E’ l’esempio più primitivo di architettura rurale che si riscontra nelle campagne e l’ubicazione veniva scelta con cura, in luogo naturalmente protetto dalle intemperie. I materiali impiegati erano quelli offerti dalla natura del territorio. Ogni pietra dissepolta significava un pezzettino di terra da coltivare in più, quindi qualcosa in più da mangiare: perciò il contadino esercitava quotidianamente con le pietre da disseppellire una fatica suppletiva e una pazienza congenita.Ammassava in un angolo, una dopo l’altra, una sull’altra, quelle che riusciva a tirare fuori e piano piano delimitava con esse i confini della proprietà, alzandoli quanto bastava e di volta in volta poteva, ma poi soprattutto sempre con esse costruiva il suo rifugio: “lu pagghiaru”.

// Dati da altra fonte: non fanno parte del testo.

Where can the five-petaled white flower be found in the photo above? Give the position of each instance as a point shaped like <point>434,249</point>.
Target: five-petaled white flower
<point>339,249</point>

Fresco d’estate, dentro, veniva buono principalmente quando il sole alto batteva così forte, da rendere impossibili tutte le attività, nelle ore centrali della giornata; ma pure d’inverno serviva quale riparo dal vento freddo, comunque sempre dai temporali: indispensabile per chi usciva da casa all’alba e vi faceva ritorno al tramonto, stando tutto il giorno a lavorare la terra.

Li pagghiari” sono i simboli dell’atavica condanna al sudore della fronte, i monumenti però pure all’intraprendenza umana in accordo con la natura considerata madre e non matrigna.I ritmi naturali scandivano le giornate di lavoro duro, ma salutare, quello che dava dignità, prima ancora che sostentamento: e certe vedute di spettacoli naturali colte all’ombra del riposo riuscivano in ogni stagione a rintemprare lo spirito. In effetti, per quanto alcune di queste strutture non superi il secolo di vita, altre certamente sono ben più antiche e probabilmente ricalcano tipologie costruttive ancor più remote, la cui memoria storica è stata cancellata dalle nebbie del tempo.

Non posso terminare questo mio scritto senza un pensiero grato e riconoscente ai nostri nonni, al loro sacrificio quotidiano ed alle loro privazioni:dobbiamo solo a loro tutti i nostri agi e tutte le odierne comodità. Grazie!